On 5/22/2014 8:06 PM, Nicole Ertl wrote:
> Dear Bioconductor users,
>
>
>
> I'm working on a novel organism (no genome, only a reference transcriptome I had prepared with Trinity) and I have to do some differential gene expression analysis, using RNA-Seq data, produced with the Illumina TruSeq (non directional) kit. Most of my experiments have 2 conditons: control & treatment, one experiment has 4 conditions: control & 3 treatments. I have 6 biological replicates each per control/treatment.
>
>
>
> I've seen quite a few publications (BMC, PLOS one and others) that have aligned their reads to a reference transcriptome and then used RSEM or eXpress (+ sometimes FPKM/RPMK) to produce the count table which they then used with DESeq to analyse their data. Most don't really go into any sort of detail, so it's hard to follow what has been done. I've seen the "Count-based differential expression analysis of RNA sequencing data using R and Bioconductor" publication online and in it is mentioned that in the case of no genome, a reference transcriptome can be built, reads aligned to it and counted and then the standard pipeline for differential analysis used. The documentation for DESeq (and DESeq2), says to use raw counts, and nothing (rounded) normalised or counts of covered base pairs. I had a look at the RSEM and eXpress documentation and both seem to do some kind of estimation due to the isoforms inherent in a transcriptome? On the RSEM website it mentions that "popular diff!
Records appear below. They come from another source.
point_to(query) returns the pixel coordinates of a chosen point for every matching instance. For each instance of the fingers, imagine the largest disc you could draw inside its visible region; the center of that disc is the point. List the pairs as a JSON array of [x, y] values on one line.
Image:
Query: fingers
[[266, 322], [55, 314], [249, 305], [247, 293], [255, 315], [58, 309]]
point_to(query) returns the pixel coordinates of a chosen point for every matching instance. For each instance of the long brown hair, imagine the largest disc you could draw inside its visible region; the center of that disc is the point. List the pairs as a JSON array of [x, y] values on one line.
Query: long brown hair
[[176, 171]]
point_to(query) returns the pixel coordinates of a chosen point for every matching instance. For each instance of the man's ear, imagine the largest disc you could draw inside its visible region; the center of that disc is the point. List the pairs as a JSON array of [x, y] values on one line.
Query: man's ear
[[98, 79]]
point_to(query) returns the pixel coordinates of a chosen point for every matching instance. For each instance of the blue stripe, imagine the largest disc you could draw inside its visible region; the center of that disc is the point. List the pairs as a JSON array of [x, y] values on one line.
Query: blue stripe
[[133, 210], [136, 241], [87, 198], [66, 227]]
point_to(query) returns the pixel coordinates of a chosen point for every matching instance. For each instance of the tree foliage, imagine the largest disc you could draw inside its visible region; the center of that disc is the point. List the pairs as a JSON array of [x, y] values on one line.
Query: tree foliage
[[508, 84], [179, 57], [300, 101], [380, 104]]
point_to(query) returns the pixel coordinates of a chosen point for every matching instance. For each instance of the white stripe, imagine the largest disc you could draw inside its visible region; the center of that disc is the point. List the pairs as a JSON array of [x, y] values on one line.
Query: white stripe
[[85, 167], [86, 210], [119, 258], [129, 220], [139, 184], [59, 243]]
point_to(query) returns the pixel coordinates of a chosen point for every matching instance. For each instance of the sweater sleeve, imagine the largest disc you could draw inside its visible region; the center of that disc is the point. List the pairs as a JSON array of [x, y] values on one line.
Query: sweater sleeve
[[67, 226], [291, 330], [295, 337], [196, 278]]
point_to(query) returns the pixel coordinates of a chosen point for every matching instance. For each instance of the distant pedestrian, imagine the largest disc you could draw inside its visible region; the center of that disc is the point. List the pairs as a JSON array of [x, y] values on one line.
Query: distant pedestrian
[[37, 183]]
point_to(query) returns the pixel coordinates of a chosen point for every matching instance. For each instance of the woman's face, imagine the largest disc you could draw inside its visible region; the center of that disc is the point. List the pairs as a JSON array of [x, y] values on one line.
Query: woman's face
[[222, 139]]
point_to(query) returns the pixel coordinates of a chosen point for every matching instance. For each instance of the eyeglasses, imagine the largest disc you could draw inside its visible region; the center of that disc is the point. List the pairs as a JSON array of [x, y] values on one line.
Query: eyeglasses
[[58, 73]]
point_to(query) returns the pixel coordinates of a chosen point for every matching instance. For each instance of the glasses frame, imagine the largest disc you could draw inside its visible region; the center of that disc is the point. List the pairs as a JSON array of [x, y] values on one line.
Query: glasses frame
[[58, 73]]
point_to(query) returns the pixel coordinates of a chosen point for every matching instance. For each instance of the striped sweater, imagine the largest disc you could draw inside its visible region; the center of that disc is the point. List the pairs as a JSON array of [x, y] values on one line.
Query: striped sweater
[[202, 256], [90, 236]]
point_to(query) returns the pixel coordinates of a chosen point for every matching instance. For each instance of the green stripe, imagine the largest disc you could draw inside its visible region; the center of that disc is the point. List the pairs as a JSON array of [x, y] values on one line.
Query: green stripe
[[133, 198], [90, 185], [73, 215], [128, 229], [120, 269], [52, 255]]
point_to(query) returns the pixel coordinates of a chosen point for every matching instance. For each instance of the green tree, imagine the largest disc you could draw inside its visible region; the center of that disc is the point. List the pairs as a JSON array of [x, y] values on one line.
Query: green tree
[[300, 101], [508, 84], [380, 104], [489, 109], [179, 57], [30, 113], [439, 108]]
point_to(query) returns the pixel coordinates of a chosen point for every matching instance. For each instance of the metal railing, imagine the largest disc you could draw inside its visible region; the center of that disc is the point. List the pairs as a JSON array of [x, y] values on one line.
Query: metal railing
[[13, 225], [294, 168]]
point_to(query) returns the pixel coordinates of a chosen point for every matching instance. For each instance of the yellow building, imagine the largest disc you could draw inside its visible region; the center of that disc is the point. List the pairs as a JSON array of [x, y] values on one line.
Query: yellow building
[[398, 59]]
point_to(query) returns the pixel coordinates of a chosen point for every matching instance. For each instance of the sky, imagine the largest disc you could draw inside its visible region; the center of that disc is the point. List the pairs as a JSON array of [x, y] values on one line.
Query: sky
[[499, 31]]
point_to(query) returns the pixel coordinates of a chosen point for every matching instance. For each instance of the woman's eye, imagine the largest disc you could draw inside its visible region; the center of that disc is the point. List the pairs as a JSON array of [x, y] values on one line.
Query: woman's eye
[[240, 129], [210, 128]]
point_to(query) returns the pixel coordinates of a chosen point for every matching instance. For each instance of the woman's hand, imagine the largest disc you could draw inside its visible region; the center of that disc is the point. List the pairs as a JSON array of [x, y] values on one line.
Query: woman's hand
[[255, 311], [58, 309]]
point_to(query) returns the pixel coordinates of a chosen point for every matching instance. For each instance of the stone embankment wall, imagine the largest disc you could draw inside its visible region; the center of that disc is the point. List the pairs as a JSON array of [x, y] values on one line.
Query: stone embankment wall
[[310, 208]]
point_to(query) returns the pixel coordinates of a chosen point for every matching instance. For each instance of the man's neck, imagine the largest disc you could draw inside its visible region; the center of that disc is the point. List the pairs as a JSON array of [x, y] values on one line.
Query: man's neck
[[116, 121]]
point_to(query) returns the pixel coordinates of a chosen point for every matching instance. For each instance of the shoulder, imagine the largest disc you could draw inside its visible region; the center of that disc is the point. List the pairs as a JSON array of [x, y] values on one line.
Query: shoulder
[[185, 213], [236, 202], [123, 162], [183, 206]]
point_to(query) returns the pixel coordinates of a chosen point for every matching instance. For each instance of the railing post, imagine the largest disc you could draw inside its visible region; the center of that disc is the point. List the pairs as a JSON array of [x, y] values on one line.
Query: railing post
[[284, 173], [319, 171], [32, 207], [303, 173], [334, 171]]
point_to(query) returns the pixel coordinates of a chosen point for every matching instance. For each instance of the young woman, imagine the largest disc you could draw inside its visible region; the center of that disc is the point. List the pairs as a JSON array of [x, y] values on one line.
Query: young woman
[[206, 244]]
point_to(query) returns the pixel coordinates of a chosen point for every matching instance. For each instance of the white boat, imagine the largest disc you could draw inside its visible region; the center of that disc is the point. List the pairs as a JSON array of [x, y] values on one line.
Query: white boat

>   erential expression (DE) analysis tools such as edgeR and DESeq do not take variance due to read mapping uncertainty into consideration. Beacause read mapping ambiguity is prevalent among isoforms and de novo assembled transcripts, these tools are not ideal for DE detection in such conditions." They suggest to use EBSeq, but I found max a handful of papers on google scholar that actually used RSEM-EBSeq. I'm new to all this and it's getting quite confusing. Could you please help? What would I have to do with my data and/or my reference transcriptome to be able to use eg the RSEM - DESeq (maybe DESeq2) pipeline? Is there a pipeline that you could recommend in my situation?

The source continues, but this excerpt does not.